The moment a productivity dashboard becomes input to performance management, every metric on it gets gamed and the data quality collapses. I’ve seen this happen and it’s painful to walk back. Set the cultural expectations up front and revisit them every quarter.
Common Pitfalls
- State name proliferation. Different teams configure their Jira workflows differently. “In Progress” might be “In Development” or “Active” or “Started.” Normalize aggressively at ingestion time, not at query time.
- Bot accounts polluting the data. Automated PRs from Dependabot, Renovate, or your own automation will skew PR metrics. Tag them with an
is_botflag in the engineer dimension and filter them out by default. - Time zone bugs in cycle-time math. Subtracting two timestamps gives you a duration, but only if both are properly TZ-aware. Postgres
TIMESTAMPTZhandles this;TIMESTAMPdoesn’t. Use the former everywhere. - Metabase auto-refresh hammering Postgres. A dashboard with 10 panels and a 1-minute refresh is 600 queries an hour. Materialize the heavy queries into a
dashboard_*set of tables refreshed every 15 minutes; point Metabase at those. - DORA metric definitions. The DORA team is fairly specific about how to measure deploy frequency, lead time for changes, change failure rate, and time to restore.
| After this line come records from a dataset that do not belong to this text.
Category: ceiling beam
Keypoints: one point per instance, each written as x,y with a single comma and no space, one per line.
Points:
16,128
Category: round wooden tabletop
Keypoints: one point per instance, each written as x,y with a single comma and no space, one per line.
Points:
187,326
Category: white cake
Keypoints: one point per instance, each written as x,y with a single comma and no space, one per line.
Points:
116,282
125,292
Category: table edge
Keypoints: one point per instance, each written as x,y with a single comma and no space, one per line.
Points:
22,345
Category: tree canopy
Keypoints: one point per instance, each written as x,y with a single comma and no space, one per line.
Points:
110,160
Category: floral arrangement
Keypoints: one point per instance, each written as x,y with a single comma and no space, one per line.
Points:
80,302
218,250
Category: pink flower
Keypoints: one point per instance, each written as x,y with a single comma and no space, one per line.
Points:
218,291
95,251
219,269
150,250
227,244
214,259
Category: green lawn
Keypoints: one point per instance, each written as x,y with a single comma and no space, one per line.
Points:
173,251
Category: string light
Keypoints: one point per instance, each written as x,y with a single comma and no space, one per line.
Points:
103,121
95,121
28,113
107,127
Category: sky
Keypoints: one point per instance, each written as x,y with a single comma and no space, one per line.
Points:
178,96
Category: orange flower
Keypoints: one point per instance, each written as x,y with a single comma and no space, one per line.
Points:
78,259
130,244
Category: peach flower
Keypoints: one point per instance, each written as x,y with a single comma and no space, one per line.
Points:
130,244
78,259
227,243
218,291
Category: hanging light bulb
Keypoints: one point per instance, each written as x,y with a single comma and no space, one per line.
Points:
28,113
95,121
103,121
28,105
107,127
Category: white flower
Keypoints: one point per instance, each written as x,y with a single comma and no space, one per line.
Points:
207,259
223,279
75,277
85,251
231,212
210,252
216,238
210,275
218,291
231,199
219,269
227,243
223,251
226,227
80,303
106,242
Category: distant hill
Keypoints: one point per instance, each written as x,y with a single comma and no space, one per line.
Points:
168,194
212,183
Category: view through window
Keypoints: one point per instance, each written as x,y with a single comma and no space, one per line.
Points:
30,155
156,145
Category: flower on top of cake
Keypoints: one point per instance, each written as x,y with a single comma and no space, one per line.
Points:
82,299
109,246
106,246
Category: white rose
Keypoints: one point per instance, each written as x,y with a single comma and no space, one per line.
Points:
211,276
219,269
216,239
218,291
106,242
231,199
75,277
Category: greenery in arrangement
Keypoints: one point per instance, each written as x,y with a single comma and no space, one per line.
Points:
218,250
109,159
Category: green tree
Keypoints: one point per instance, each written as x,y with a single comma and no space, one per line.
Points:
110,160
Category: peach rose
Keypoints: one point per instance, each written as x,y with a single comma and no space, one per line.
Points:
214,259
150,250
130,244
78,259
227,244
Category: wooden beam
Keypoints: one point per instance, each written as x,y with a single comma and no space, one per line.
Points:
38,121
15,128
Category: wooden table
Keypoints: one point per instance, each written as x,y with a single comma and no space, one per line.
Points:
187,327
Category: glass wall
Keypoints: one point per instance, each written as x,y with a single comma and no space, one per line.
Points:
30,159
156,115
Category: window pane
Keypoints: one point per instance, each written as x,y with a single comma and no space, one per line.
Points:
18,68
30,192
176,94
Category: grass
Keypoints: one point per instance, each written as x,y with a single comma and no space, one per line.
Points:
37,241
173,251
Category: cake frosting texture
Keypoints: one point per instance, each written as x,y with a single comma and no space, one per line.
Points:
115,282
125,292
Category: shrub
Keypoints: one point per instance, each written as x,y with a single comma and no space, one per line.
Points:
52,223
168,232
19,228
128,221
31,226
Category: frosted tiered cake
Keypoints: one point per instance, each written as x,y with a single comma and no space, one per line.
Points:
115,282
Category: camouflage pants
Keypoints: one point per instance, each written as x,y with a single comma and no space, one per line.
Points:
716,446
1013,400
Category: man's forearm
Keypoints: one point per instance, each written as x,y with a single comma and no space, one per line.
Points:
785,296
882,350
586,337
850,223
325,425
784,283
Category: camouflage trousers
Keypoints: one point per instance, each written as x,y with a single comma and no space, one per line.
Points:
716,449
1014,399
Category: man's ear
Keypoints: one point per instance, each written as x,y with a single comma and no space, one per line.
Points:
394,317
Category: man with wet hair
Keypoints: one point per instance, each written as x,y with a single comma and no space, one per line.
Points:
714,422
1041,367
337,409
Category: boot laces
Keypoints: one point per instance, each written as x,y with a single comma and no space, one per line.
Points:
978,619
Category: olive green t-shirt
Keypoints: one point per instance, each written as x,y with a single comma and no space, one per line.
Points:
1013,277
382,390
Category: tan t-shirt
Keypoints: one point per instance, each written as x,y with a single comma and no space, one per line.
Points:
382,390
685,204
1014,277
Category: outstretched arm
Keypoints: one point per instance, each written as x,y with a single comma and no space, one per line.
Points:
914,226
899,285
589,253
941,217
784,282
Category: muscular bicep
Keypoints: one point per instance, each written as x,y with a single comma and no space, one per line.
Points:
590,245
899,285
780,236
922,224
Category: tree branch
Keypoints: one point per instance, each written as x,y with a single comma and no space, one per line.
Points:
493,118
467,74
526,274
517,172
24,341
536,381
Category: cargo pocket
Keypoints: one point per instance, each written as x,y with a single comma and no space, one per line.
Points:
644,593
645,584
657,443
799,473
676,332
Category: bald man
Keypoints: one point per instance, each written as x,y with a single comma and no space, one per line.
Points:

Read the DORA documentation before you implement; my definitions in this post are aligned but not identical.
What’s Next
This wraps up May’s series on automating engineering productivity. The pattern that’s emerged across the nine posts is consistent: pick boring infrastructure, draw clear lines between orchestration and execution, version your projections, instrument everything, and keep humans in the loop for any decision that’s irreversible.
The dashboard is the visible artifact. The real value is everything underneath — the n8n workflows, the data model, the integrations to Jira and Linear and GitHub, the Slack approvals, the LLM-assisted triage. None of it is novel in isolation. Wired together, it’s the difference between a team that knows where its work is and a team that doesn’t.